U.S. Customs and Border Patrol is offering its agents a 5 percent bonus if they'll say with the agency another year in hopes of keeping experienced agents from leaving while record numbers of people are entering the country illegally.
“Investing in the men and women of the United States Border Patrol continues to be my top priority,” Border Patrol Chief Carla Provost said in a statement, reports Fox News. "Their experience and expertise are critical to successfully accomplishing the border security mission.”
Morale is dropping among agents, retirements are increasing, and there is a shortage of new personnel, reports Fox.

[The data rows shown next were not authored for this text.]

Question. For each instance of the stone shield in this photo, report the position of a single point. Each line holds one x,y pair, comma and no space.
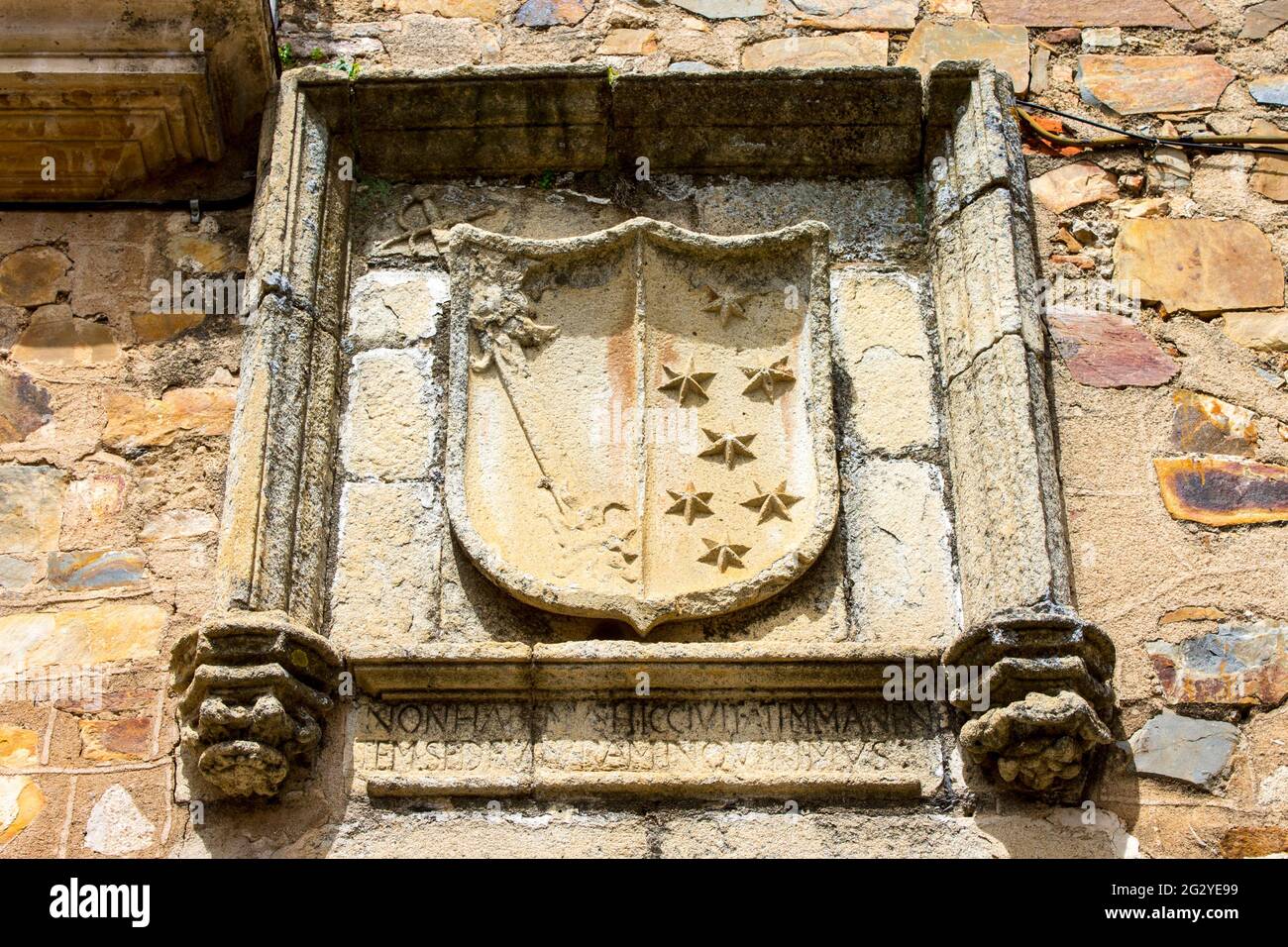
640,419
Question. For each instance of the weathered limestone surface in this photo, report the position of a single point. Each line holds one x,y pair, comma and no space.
125,95
881,346
391,425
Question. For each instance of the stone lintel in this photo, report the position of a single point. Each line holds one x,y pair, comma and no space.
605,668
526,119
562,785
156,102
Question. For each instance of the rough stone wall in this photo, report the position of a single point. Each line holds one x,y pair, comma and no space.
114,423
1171,432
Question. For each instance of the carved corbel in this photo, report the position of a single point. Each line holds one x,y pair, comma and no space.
254,693
1048,698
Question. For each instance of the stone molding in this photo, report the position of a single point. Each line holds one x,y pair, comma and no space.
1050,672
1051,669
124,99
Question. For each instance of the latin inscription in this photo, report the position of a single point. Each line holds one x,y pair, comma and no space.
734,738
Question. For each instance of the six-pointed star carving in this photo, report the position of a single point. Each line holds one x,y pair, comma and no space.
724,554
767,377
691,504
728,446
725,304
686,382
772,502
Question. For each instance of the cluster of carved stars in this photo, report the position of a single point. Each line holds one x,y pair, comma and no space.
728,446
764,379
691,502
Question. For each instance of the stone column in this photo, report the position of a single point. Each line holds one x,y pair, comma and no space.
1050,672
257,678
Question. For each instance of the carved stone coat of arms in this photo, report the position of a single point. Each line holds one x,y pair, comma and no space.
640,419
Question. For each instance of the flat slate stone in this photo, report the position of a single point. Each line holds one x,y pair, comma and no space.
1261,20
1006,47
1181,748
99,569
1107,350
1168,13
1243,665
1201,265
1144,84
1223,491
1270,90
553,12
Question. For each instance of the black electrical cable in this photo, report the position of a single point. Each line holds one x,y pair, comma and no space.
1151,140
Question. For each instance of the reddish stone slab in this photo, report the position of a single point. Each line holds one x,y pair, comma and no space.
1223,491
24,406
1144,84
1108,351
1170,13
129,738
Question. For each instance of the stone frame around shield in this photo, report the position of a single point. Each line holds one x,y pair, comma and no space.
1050,671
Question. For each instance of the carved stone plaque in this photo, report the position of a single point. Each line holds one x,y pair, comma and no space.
640,419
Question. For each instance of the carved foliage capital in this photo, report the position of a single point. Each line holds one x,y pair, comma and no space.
254,692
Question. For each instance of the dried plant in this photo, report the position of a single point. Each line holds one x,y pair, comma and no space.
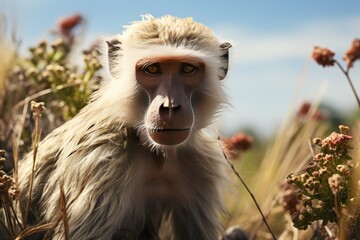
324,187
325,57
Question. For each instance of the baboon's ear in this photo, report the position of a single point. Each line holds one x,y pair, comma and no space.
108,50
225,59
114,52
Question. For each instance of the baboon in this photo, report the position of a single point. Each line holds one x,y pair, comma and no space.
136,156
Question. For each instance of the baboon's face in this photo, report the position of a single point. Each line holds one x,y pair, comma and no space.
170,82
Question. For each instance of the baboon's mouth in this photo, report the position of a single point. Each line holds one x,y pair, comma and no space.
169,129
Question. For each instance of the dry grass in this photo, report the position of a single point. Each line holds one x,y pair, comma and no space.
22,80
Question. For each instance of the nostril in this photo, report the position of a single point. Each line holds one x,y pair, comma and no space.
166,108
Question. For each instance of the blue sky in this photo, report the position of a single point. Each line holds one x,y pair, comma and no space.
271,72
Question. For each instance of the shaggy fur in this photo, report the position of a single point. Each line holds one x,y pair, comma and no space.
106,161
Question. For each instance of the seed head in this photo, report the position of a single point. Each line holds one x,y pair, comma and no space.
323,56
353,53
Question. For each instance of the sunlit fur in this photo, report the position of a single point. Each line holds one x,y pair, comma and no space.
103,154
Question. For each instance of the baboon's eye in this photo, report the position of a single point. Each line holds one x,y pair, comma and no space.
152,69
188,68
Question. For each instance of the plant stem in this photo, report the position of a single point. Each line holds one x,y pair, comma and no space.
251,194
346,72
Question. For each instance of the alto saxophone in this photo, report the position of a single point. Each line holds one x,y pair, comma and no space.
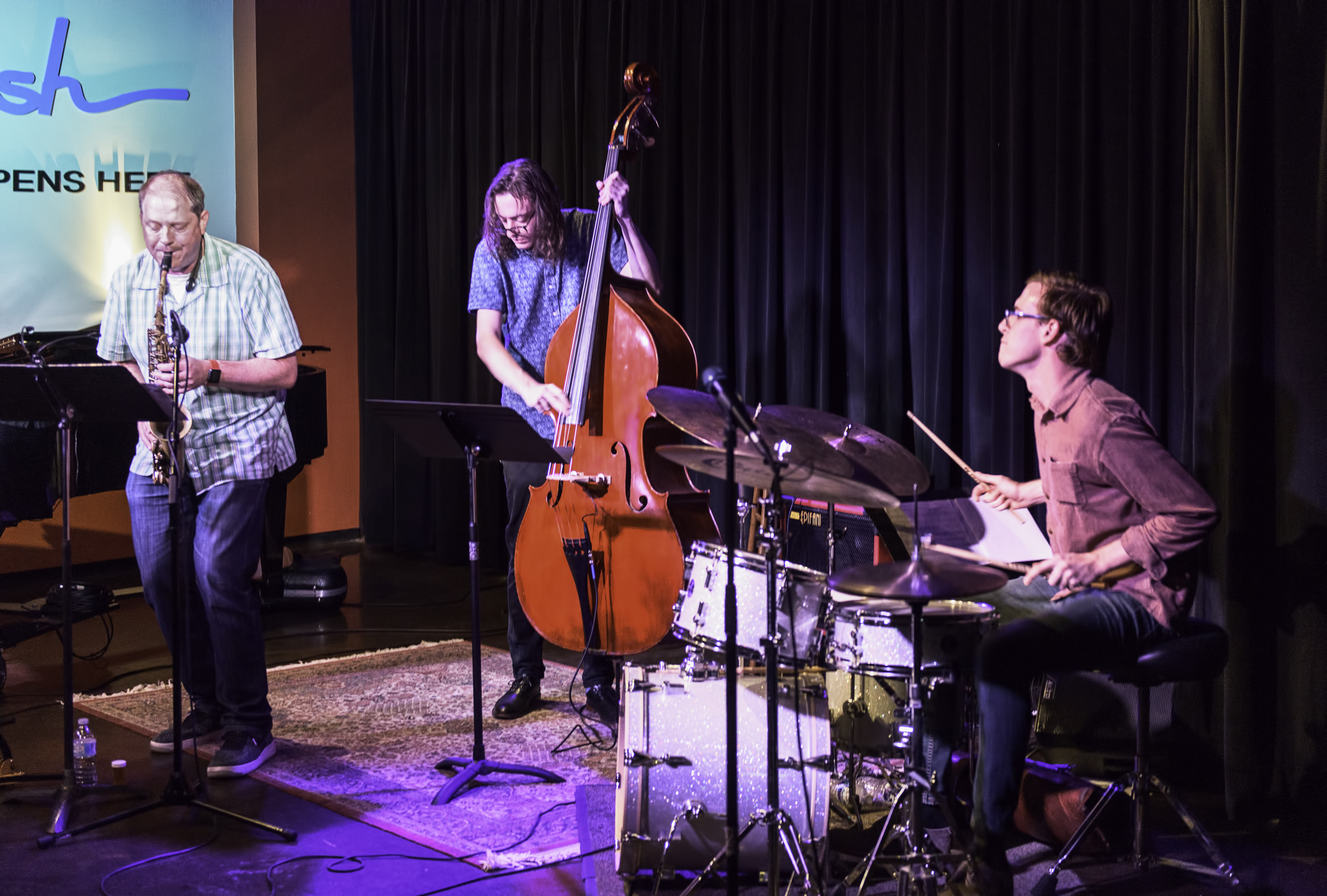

Taxpayers will pay $84 million for the bonuses, which will come from the existing CBP budget. The bonus, of roughly $5,000, will go to the more experienced supervisors, who have had at least seven years on the job and earn about $100,000 annually. They will get the money in quarterly increments of $1,250 each over a year.
"This is one way of expressing appreciation for agents who are the backbone of our operations," a CBP official told Fox News on Wednesday. "We need them to get through this crisis."
Currently, there are 19,484 CBP agents, down from 21,444 in 2011, and people are retiring faster than new agents can be hired. The attrition rate is 38 percent higher this year than last year.
The CBP also plans to announce an incentive plan to fill jobs in remote border locations later this year.